The world can be a very bad place. Or, to attribute culpability where culpability is due, the people in the world can be. From scales too large to comprehend, to those so tiny they’re able to pierce the most vulnerable reaches of the heart, there is callousness, violence and deprivation; there are failures of humanity.

To some extent, we all suffer these and we all perpetrate them. (The failures in particular seem almost as human a trait as could be, the inevitable companion of free will.) At times, the world feels awash in offences to justice both appallingly overt and insidious.

While “bad” seems undeniably to exist, “good” remains ambiguous and “doing good” a concept filled with uncertainty.

If you’ve made it this far without running the other way, or turning to a less taxing topic, it might be because you have hope: hope for a better world, hope for better conditions, a belief in humanity. It’s hope, after all, that allows us to live in this world, to work for change, to trust again where trust has been broken. It’s easy to lose hope and even easier to dismiss it. There’s a line of thinking strung through Western culture that equates a kind of loss of hope with maturity: “If you are not a socialist at 20, you have no heart; if you are still a socialist at 40, you have no head.” To be an idealist is to be naive.

But I would argue that to have hope in the face of setbacks, disappointments, recurring difficulties and heartbreaking loss is not only courageous but a smart thing to strive for. Having hope, in this context, means living with the possibility of deep disillusionments that rattle you to the core. But something helpful can happen down at that core. A loss can sweep away confusing debris and leave moments of clarity about how to best give our time on Earth meaning.

I’m not talking about bury-your-head-in-the sand hope, a Pollyanna-ish glossing over. What I mean is the kind of hope that holds in the face of complicated truths: The ability to break down that false dichotomy of heart and head, and to live in the difficult place in between.

Hope is personal — it flickers and rises and dies within an individual — but it can have profound political consequences. (That’s part of why manipulating people’s sense of possibility is a tool of repression.)

Long-time feminist Judy Rebick has pointed out that when women began to organize against sexism in the ’70s they felt they could change the world. That hope, a sense of expansive possibility, was the foundation for second-wave struggles.

In a recent interview with NDP house leader Libby Davies, she spoke to me about hope in the face of big challenges. “I couldn’t survive if I didn’t believe that somewhere, somehow, we will approach revolutionary change,” she said.

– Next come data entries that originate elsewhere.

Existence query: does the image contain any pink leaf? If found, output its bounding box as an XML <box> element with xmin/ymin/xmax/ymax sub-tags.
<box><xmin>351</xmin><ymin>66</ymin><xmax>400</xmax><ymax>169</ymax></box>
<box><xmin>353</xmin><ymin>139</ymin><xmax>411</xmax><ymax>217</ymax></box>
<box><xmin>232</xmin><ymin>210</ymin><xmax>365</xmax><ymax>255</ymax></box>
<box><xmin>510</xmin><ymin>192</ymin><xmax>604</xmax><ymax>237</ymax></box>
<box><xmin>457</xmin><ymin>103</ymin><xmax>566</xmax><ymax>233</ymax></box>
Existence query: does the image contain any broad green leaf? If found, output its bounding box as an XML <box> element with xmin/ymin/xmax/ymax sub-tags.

In contrast, in her recent article in This Magazine, third-wave feminist Audra Williams wrote about young women’s pervasive “feminist insecurity” and her fear that third wavers have “post-moderned ourselves into paralysis.” Williams is articulating something key to younger women’s relationships to feminism — the difficulty of hope. It’s a result of things like the backlash; entering feminism at a time when gains were being rolled back; inheriting a movement and its troubles; and a lack of clarity about how to meet the next goals or how to truly achieve equality for all. A period of crucial internal critique within feminism has left younger women better equipped to break down than to build, better able to pull apart than to connect.

The idea that we can engage with communities large or small to make anything better can seem distant and unreal without the experience of change, of collective struggles and collectively held hope. It’s an irony that it is through such struggles that we can come to believe in the undeniability of good.

The world can only be better if we believe it can be, if we can picture what that better could look like — if we think about it, talk about it, invest in it, believe in it. It’s our best hope, and a worthy gamble.